Background

Using devices such as Jawbone Up, Nike FuelBand, and Fitbit it is now possible to collect a large amount of data about personal activity relatively inexpensively. These type of devices are part of the quantified self movement – a group of enthusiasts who take measurements about themselves regularly to improve their health, to find patterns in their behavior, or because they are tech geeks. One thing that people regularly do is quantify how much of a particular activity they do, but they rarely quantify how well they do it. In a project led by Velloso, E.; Bulling, A.; Gellersen, H.; Ugulino, W.; Fuks, H. data from accelerometers on the belt, forearm, arm, and dumbell of 6 participants was collected to investigate “how (well)” an activity was performed by the wearer. They were asked to perform barbell lifts correctly and incorrectly in 5 different ways. More information is available from the website here: http://groupware.les.inf.puc-rio.br/har (see the section on the Weight Lifting Exercise Dataset).

Objective

The objective of this report is to use the data from the study by Velloso et al. and train a machine learning algorithm that can predict 20 different test cases by classifying each into the following classes: exercise performed exactly according to the specification (Class A), throwing the elbows to the front (Class B), lifting the dumbbell only halfway (Class C), lowering the dumbbell only halfway (Class D) and throwing the hips.

Summary

Given the limitations, the best predictive model for classifying the quality of the exercise using the HAR data was built using the Random Forest algorithm. There were significant limitations that influenced the study. The biggest being that the missing summary stats data could not be used as part of the model training. In the original study the summary stats played a big role in the classification algorithm. Furthermore, there were a limited number of algorithms tested in this study. There were some other algorithms such as Bagged CART that were also promising but were not as fast or accurate as the Random Forest.
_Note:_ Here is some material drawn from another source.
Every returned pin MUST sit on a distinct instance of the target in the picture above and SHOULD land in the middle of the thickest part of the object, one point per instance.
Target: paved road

The Random Forest model developed here has an out of sample accuracy of 0.993 within a 95% CI : (0.9909, 0.9947). The expected out of sample error is estimated at 0.007 or 0.7%.

Data

The training data for this project are available here: https://d396qusza40orc.cloudfront.net/predmachlearn/pml-training.csv

The test data are available here: https://d396qusza40orc.cloudfront.net/predmachlearn/pml-testing.csv

The data for this project come from this source: http://groupware.les.inf.puc-rio.br/har. I

Read in files

Set working directory with CSV files.

training <- read.csv("pml-training.csv", na.strings=c("NA","DIV/0",""))
testing <- read.csv("pml-testing.csv", na.strings=c("NA","DIV/0",""))

Preprocessing

After studying the data, any variables that were mostly NA, Div0 or nulls were selected for removal. Most of these NA variables were summary stats which will are not expected to be available in the test data. Furthermore, date/time, subject, new_window, and num_window variables were also selected for removal as they will have no meaningful relationship to the prediction of the outcome variable.
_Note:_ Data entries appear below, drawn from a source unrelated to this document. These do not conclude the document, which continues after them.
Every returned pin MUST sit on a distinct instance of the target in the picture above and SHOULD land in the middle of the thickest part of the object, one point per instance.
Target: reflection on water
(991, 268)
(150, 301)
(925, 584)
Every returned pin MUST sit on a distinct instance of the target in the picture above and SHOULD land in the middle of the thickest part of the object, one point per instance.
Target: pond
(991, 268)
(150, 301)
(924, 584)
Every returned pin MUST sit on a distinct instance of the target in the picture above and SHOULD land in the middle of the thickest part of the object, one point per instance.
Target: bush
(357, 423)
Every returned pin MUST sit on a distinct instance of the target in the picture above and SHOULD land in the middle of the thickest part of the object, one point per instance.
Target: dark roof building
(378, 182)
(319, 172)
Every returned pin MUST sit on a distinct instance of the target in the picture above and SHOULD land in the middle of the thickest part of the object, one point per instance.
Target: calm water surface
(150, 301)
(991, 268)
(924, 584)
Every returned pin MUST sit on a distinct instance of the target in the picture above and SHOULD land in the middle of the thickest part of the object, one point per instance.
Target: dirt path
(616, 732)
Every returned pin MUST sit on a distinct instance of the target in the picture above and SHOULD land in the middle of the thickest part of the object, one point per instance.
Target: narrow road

training <- training[, colSums(is.na(training))==0]
testing <- testing[, colSums(is.na(testing))==0]

training <- training[, -which(names(training) %in% c("user_name","raw_timestamp_part_1", "raw_timestamp_part_2", "cvtd_timestamp", "new_window","num_window"))]
testing <- testing[, -which(names(testing) %in% c("user_name","raw_timestamp_part_1", "raw_timestamp_part_2", "cvtd_timestamp", "new_window","num_window"))]

training <- training[,-c(1)]
testing <- testing[,-c(1)]

After cleaning the resulting dataset does not have any predictors of Factor type that need to be converted. Also no near zero variance variables or highly correlated variables were found in the cleaned data set.

The cleaned training set contains of 19622 obs. of 53 variables.

Data Splitting

The training data set was partitioned into two sub data sets, 60% for training and 40% for testing.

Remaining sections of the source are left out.